Data Mining (B-KUL-H02C6A)

4 ECTSEnglish37 Second termCannot be taken as part of an examination contract
POC Artificial Intelligence

Today it is possible to collect and store vast quantities of data. These data often contain value information and insights. However, it may take human analysists weeks or months to discover the information if they are able to do it at all. Furthermore, so much data exist that most of it is never even analyzed. The goal of data mining is to fill this void by automatically identify models and patterns from these databases that are (1) valid, that is, they hold on new data with some certainty, (2) novel, that is, they are non-obvious, (3) useful, that is, they are actionable, and (4) understandable. that is humans can interpret them. In order to do this, data mining, also called knowledge discovery in databases (KDD), combines ideas from the fields of machine learning, databases, statistics, visualization, and many other fields.

The goal of this course is to provide a broad survey of several important and well-know fields of data mining and to develop an overall sense of how to extract information from data in a systematic way. It tries to give inisght into the challenges faced by data miners and the inner workers of specific data mining algorithms as well as provide some understanding about why data mining is important and interesting. The course consists of lectures, readings and exercises sessions. The exercise sessions reinforce the central concepts covered during class and give students some experience working with publicly available data mining tools. The course requires knowledge of machine learning.

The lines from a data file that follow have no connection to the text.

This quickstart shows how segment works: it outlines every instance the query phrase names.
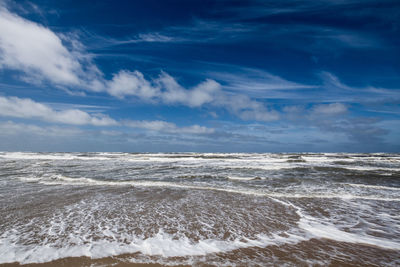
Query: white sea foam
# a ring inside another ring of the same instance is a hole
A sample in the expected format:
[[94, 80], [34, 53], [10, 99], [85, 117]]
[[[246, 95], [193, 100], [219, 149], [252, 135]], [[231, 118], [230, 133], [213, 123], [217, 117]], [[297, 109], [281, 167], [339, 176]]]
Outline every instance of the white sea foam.
[[[92, 259], [121, 254], [140, 252], [144, 255], [157, 255], [162, 257], [185, 257], [201, 256], [210, 253], [220, 253], [247, 247], [266, 247], [268, 245], [279, 245], [284, 243], [297, 243], [306, 238], [286, 233], [285, 237], [279, 234], [267, 236], [259, 234], [256, 239], [246, 237], [233, 241], [204, 239], [197, 242], [186, 237], [179, 239], [164, 233], [162, 230], [156, 235], [140, 239], [129, 236], [130, 243], [119, 241], [107, 241], [105, 239], [85, 243], [82, 236], [72, 236], [71, 243], [59, 247], [55, 243], [45, 241], [42, 244], [22, 245], [16, 241], [19, 233], [15, 231], [4, 233], [0, 238], [0, 263], [19, 262], [43, 263], [66, 257], [89, 257]], [[78, 244], [76, 244], [78, 243]]]
[[241, 187], [216, 187], [207, 185], [194, 185], [167, 181], [106, 181], [92, 178], [71, 178], [63, 175], [53, 175], [50, 177], [20, 177], [25, 182], [38, 182], [45, 185], [79, 185], [79, 186], [134, 186], [134, 187], [166, 187], [179, 189], [195, 189], [195, 190], [210, 190], [226, 193], [235, 193], [243, 195], [253, 195], [258, 197], [273, 197], [273, 198], [320, 198], [320, 199], [360, 199], [360, 200], [379, 200], [379, 201], [400, 201], [399, 197], [381, 197], [377, 195], [354, 195], [350, 193], [330, 193], [330, 192], [274, 192], [267, 190], [257, 190]]
[[301, 219], [298, 223], [301, 229], [304, 229], [318, 238], [327, 238], [339, 242], [366, 244], [385, 249], [400, 250], [400, 243], [387, 240], [384, 238], [374, 237], [367, 234], [357, 234], [346, 232], [338, 229], [335, 225], [320, 220], [311, 216], [301, 214]]
[[344, 183], [344, 185], [349, 185], [349, 186], [353, 186], [353, 187], [361, 187], [361, 188], [377, 189], [377, 190], [400, 191], [400, 187], [391, 187], [391, 186], [382, 186], [382, 185], [350, 184], [350, 183]]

Bachelor or Master level with at least basic knowledge of computers, algorithms and data structures. Moreover, the students should be comfortable with mathematical concepts such as differentiation, probability and statistics.


Knowledge of Machine Learning techniques. Specifically, the student must have followed either the (1) "Machine Learning and Inductive Inference" (B-KUL-H02C1A) class or (2) Beginselen van machine learning (B-KUL-H0E96A) / Principles of Machine Learning (B-KUL-H0E98A) class. Or they must have followed a course that was deemed to be equivalent.

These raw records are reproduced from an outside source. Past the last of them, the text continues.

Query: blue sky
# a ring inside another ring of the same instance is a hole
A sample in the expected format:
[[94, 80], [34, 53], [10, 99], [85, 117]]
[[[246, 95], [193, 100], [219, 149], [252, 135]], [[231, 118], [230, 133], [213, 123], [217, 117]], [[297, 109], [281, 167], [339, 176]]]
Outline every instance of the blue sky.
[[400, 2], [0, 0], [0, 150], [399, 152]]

This course unit is a prerequisite for taking the following course units:
H00Y4A : Big Data Analytics Programming

Activities

3.2 ects. Data Mining: Lecture (B-KUL-H02C6a)

3.2 ECTSEnglishFormat: Lecture17 Second term
POC Artificial Intelligence

Topics covered include (not necessarily in this order):

1) Data mining overview

2) The data mining process

3) Recommender systems

4) Association rule mining

5) Sequential pattern mining

6) Clustering

7) Large scale decision tree learning

8) Advanced topics on ensemble methods

9) Using unlabeled data

10) Data streams

11) Advanced topics (time permitting)

0.8 ects. Data Mining: Practical Sessions (B-KUL-H00I0a)

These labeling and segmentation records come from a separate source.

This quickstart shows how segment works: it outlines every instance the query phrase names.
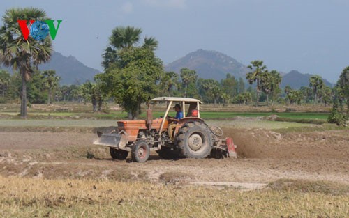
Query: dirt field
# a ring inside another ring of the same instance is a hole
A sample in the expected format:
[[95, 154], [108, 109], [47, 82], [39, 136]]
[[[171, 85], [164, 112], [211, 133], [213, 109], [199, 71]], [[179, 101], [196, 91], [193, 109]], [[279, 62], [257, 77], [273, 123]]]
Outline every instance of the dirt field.
[[93, 134], [0, 132], [0, 175], [47, 178], [146, 180], [161, 182], [262, 187], [281, 178], [349, 184], [349, 131], [279, 134], [224, 129], [239, 157], [112, 160], [107, 148], [91, 145]]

0.8 ECTSEnglishFormat: Practical20 Second term
POC Artificial Intelligence

The exercise sessions reinforce the central concepts covered during class and give students some experience working with publicly available data mining tools.  More specifically, tasks many include:

1) Working through the control of an algorithm to better understand how it functions

2) Implementing a small part of an algorithm

3) Working through a small part of the data mining process

4) Using Weka to analyse data

5) Theoretical questions designed to extend a student's knowledge of the subject

6) Discussing and solving a data mining problem with a small group and presenting the conclusions of the discussion to the whole exercise session

Evaluation

Evaluation: Data Mining (B-KUL-H22C6a)

Type : Exam during the examination period
Description of evaluation : Written
Type of questions : Closed questions, Open questions
Learning material : None


Closed book written exam about the topics covered in the lectures, exercise sessions and reading.  The goal will be to assess two questions:

1) Do you understand the important basic concepts covered in class

2) Do you have an advanced understanding of the topics covered

Some questions will be similar in spirit to those solved in the exercise sessions while others will ask a student to apply a learned concept in a different context.  Be sure to read all the questions carefully and to think about how the answer to each question is structured.